Central Bank of Kenya sets stage for cheaper bank loans

What you need to know:

  • The move is the culmination of efforts by the government to see the cost of credit drop to a rate affordable by the majority of consumers.
  • Banks will, however, be allowed to put a premium on the standard rate to reflect an individual borrower’s risk profile and other costs.

Borrowers are set to enjoy cheaper loans after the Central Bank of Kenya released a new indicative rate on which commercial banks will base the cost of credit.

In its meeting on Tuesday, the Monetary Policy Committee set 9.13 per cent as the rate on which banks will set interest rates for loans to their customers over the next six months. The rate will be reviewed in January next year.

The move is the culmination of efforts by the government to see the cost of credit drop to a rate affordable by the majority of consumers as part of its efforts to stimulate economic growth.

The establishment of the Kenya Bankers’ Reference Rate (KBRR), based on which banks would price loans, was one of the recommendations of a committee formed by Treasury Cabinet Secretary Henry Rotich to find ways of cutting interest rates which have made borrowing for investment harder.

“This level of the KBRR will be effective from 8th July, 2014, until its next review in January 2015 if conditions do not drastically change,” CBK said in a statement.

CBK’s announcement is expected to trigger a significant drop in the current interest regime that has been blamed for curtailing economic development at the expense of huge profits for banks, which have recorded significant growth in earnings in the last 10 years.

ALLOWED TO PUT PREMIUM

All new flexible loans issued after July 1, 2014 will be priced using the KBBR framework while a transition period of one year from July 1, 2014 will be provided to allow banks to recalculate existing loans.

Banks will, however, be allowed to put a premium on the standard rate, to be recalculated after every six months, to reflect an individual borrower’s risk profile and other costs.

The current average lending rates by banks is 16.97 per cent and there have been concerns from multiple quarters that the rate is unjustifiably high.

KBRR is an average of the central bank rate —which has been maintained at 8.5 per cent — and the average 91-day Treasury Bill rate for the previous six months.

It was developed as part of the recommendations by the National Treasury to enhance the supply of private sector credit and mortgage finance by facilitating a transparent credit pricing system.

The Treasury said that the new framework would be replicated for other regulated lenders including microfinance banks.

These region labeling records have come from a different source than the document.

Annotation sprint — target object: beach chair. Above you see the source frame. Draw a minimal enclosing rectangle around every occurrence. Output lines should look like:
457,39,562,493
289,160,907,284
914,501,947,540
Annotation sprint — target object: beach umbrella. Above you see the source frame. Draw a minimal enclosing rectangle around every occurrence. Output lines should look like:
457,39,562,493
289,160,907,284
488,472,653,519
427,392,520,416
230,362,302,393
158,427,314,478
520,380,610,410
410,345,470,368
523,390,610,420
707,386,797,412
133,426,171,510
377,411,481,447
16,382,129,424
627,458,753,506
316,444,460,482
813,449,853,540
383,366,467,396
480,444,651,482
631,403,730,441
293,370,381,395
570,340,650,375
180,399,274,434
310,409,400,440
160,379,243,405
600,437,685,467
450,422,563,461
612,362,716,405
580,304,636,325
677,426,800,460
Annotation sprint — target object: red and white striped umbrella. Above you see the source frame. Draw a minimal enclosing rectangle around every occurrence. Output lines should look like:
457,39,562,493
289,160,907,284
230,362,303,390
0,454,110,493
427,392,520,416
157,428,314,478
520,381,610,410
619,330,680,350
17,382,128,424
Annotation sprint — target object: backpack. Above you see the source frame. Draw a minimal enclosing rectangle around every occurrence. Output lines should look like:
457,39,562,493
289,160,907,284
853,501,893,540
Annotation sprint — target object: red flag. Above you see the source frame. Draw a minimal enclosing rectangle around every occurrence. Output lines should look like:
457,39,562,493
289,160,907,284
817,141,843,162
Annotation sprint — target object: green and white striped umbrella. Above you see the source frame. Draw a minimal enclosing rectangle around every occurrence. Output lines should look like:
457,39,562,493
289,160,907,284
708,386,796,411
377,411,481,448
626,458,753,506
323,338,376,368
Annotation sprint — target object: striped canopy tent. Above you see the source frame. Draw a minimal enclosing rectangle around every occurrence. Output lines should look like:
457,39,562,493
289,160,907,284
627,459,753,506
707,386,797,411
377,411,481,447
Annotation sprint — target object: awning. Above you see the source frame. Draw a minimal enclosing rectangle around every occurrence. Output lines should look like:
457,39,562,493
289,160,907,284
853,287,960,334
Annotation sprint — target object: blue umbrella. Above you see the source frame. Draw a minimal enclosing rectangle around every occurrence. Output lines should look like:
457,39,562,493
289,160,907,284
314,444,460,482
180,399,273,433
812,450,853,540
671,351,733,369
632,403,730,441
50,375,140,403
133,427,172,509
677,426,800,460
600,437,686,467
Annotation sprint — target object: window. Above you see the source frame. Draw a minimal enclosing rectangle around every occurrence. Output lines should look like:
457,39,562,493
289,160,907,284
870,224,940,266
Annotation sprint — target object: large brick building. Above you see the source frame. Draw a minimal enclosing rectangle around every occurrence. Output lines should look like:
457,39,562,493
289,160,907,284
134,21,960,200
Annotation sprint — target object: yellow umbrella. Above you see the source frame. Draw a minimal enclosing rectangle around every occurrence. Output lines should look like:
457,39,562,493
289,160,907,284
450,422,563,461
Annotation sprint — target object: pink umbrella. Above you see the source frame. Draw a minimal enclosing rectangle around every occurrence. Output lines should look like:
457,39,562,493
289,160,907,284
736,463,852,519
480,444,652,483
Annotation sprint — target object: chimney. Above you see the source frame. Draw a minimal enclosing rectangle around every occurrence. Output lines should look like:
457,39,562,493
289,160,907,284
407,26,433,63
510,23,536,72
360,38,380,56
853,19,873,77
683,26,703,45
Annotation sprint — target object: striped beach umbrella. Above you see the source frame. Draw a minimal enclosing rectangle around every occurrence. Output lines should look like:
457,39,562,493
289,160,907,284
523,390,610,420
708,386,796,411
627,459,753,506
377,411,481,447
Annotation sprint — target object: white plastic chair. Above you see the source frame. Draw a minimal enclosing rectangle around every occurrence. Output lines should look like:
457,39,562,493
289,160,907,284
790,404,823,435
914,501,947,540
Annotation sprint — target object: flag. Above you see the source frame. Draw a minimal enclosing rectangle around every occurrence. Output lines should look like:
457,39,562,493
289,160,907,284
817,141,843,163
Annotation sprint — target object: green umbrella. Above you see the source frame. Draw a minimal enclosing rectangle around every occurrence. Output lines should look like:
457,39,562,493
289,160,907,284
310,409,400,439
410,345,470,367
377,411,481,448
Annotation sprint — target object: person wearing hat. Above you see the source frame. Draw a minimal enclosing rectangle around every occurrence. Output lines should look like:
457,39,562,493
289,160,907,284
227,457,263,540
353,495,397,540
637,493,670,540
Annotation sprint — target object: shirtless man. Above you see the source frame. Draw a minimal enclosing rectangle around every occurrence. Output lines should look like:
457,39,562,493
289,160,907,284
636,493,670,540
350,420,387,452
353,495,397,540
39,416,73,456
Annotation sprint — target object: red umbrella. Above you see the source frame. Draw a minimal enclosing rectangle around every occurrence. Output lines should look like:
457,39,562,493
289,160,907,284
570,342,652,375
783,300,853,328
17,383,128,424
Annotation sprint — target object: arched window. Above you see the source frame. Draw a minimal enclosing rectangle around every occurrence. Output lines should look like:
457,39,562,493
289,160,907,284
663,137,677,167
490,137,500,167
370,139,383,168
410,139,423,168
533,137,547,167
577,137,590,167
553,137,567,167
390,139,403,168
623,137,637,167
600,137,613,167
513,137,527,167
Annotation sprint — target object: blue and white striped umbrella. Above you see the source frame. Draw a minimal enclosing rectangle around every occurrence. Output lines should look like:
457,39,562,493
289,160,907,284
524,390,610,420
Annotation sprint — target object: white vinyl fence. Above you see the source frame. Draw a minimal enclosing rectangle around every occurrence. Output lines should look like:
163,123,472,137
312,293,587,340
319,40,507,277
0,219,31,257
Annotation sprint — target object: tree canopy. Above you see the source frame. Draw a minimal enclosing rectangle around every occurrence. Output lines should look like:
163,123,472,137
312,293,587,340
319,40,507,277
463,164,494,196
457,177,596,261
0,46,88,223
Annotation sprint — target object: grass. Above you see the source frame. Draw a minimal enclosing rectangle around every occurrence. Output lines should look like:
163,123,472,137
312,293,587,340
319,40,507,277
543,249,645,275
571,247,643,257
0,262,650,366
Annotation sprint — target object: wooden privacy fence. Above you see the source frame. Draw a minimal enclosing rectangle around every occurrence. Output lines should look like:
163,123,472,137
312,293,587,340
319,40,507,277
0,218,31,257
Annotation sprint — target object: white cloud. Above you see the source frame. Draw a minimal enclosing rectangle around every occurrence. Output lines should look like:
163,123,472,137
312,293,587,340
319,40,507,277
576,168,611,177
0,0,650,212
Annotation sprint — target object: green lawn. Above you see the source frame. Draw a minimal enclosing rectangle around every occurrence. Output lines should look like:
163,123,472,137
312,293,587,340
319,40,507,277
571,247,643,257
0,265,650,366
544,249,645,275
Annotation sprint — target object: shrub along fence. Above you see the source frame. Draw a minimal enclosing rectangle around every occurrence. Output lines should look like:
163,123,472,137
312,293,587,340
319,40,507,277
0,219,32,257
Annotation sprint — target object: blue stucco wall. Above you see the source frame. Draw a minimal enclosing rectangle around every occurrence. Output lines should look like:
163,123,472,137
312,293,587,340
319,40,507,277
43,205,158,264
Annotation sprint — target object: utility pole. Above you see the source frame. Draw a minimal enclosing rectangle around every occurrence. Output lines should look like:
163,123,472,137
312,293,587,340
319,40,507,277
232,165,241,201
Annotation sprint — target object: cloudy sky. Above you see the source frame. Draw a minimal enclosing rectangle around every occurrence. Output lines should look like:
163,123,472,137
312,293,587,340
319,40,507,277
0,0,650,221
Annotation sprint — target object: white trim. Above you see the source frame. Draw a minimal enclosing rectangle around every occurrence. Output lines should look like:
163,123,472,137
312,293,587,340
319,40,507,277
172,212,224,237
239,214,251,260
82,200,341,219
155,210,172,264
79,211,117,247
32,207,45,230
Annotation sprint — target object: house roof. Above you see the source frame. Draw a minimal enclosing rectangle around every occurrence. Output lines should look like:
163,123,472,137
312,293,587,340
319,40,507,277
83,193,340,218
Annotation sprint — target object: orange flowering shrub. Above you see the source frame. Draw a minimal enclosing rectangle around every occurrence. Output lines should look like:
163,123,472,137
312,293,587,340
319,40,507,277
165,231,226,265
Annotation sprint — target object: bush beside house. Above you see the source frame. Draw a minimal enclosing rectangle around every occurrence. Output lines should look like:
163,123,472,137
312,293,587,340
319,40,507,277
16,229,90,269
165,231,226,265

The development is part of a bigger strategy to streamline the whole financial services sector with a view to increasing availability of credit to the private sector as the country eyes a middle income status by 2030.

Lenders are, as part of the measures, required to implement a different loan pricing formula to eliminate all hidden charges.

Beginning July 1, banks were required to use the annual percentage rate (APR) - the indicative price of a loan inclusive of non-interest charges.

APR captures the one-off loan processing fee, insurance cost, security charging expenses and the actual interest charged on a loan facility.

Traditionally, CBK has only required banks to provide loan applicants with a breakdown of the total cost of credit that include bank charges and third-party costs as well as the repayment schedule.

The APR mechanism was long overdue, according to analysts.

“It is in line with the Consumer Protection Act which requires that consumers should be aware of the cost of the products and services they buy,” said Mr Johnson Nderi, the corporate finance and advisory manager at ABC Capital.